Thanks for the info....I didn't even think about the false bottom taking up the extra room etc. I'm moving the fish from this tank to my other tank, so I'll have this tank empty anyway. A free tank to mess around with is better than nothing, and even if this doesn't work, I'll have some experience. Like I said, I just won't even mess with frogs in this one, but try some new ideas out and go from there. I agree with you that research is great but hands on is needed too, but I always do as much research as possible before "getting my hands wet" for the sake of my animals, not necessarily myself. I'll work on plans and design and let you know how it comes along.

Adam


----------



## Grassypeak (Jun 14, 2005)

Pictures Pictures Pictures!


----------



## defaced (May 23, 2005)

I'll second what Chris said, height is one of those things you don't want to give up in a tank once you have it. It's alot easier to build a really nice looking tank that's tallk than one that's wide. Not saying it can't be done, just that it's alot easier. I usually find it hard to work with anything that's shorter than 18", and really prefer tanks that are 24"+ tall. There are just more choices for plants, wood, layout, everything really.


----------



## zBrinks (Jul 16, 2006)

*cough* VERTICAL! *cough*

12 x 12 would be kinda tight, but wouldn't it be cool? What kinda lighting would work? Im blank on that, except maybe a metal halide.

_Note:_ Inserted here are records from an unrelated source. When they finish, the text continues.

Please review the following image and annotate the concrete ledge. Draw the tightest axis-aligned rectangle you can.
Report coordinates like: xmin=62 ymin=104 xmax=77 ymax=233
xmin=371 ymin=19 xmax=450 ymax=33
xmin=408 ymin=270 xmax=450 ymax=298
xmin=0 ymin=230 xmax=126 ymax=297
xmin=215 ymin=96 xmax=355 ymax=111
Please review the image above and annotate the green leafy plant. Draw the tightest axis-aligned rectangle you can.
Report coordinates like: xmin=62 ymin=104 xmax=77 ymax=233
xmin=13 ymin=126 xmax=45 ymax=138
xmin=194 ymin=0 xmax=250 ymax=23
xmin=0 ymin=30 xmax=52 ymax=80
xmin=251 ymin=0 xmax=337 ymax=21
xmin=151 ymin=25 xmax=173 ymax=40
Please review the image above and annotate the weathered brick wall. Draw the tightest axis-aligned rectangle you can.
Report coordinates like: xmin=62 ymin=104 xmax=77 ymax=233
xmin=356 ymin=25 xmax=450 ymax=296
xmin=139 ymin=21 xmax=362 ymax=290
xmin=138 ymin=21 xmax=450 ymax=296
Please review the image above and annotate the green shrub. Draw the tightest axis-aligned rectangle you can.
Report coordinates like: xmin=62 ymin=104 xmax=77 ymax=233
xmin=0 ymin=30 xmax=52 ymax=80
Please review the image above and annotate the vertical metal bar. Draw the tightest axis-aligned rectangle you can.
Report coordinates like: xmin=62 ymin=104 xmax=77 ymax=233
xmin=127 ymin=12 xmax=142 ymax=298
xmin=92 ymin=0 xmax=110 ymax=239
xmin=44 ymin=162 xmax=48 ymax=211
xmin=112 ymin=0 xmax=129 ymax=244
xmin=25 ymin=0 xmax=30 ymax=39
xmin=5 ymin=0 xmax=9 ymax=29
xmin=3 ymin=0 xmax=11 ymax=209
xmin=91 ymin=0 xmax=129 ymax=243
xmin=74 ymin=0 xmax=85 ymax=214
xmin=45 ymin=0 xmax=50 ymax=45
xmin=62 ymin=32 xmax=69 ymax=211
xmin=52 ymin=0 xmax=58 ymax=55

ps - if your looing for a new tank, petco is having a buck per gallon sale from 8/20 to 8/26 (excludes kits, combos, bowfronts) from 20-55g. This includes the 33 ocianic cubes ($33), 42 stretch hex ($42), etc . . . i work there, its a secret! im serious! im pretty sure its nationwide, i know its at least going on in Texas.


----------



## Grassypeak (Jun 14, 2005)

One idea would be to use only plants that like wet feet. That way you wouldn’t need a drainage layer. I would stay away from sand and grave, and use small rocks. This would allow you to flush out some of the muck from time to time. Drill an overflow about an inch form the bottom of the back pane of glass, and all you’ll have to do is add a large volume of water once in a while.


----------



## froggerboy (Jul 9, 2006)

being a fish keeper myself I would reccommend using aquatic plants.Most have to rise above the surface to survive anyways.I've been interested in using flourite as a substrate with coco fiber or moss as a top layer.Java ferns, crypts and anubias would do nice in a low level setup.They grow slow and would rarely get over 8 inches(to exclude some of the bigger anubias).Dwarf mondo grass is another option.Its more of a marshland than a rainforest terrian but the humidity and temp would be the same.


----------



## topaz017 (Jul 30, 2006)

Now, I am new to all this.. but couldn't hey say.. put down the egg crate, with like 1/2 inch or maybe even no space, and drill a hole to drain back down into a reservoir? Then a pump to put it back into the tank via a water wall or such? He hasnt got the room for a false bottom, how about another 10g tank under it thats his false... I donno.. bottom?


----------



## hoyta (Jan 18, 2006)

*hey!*

i think it would be kinda neat for a tank. i agree with chris about starting with a 10 gallon. it teaches you alot, without breaking the bank. 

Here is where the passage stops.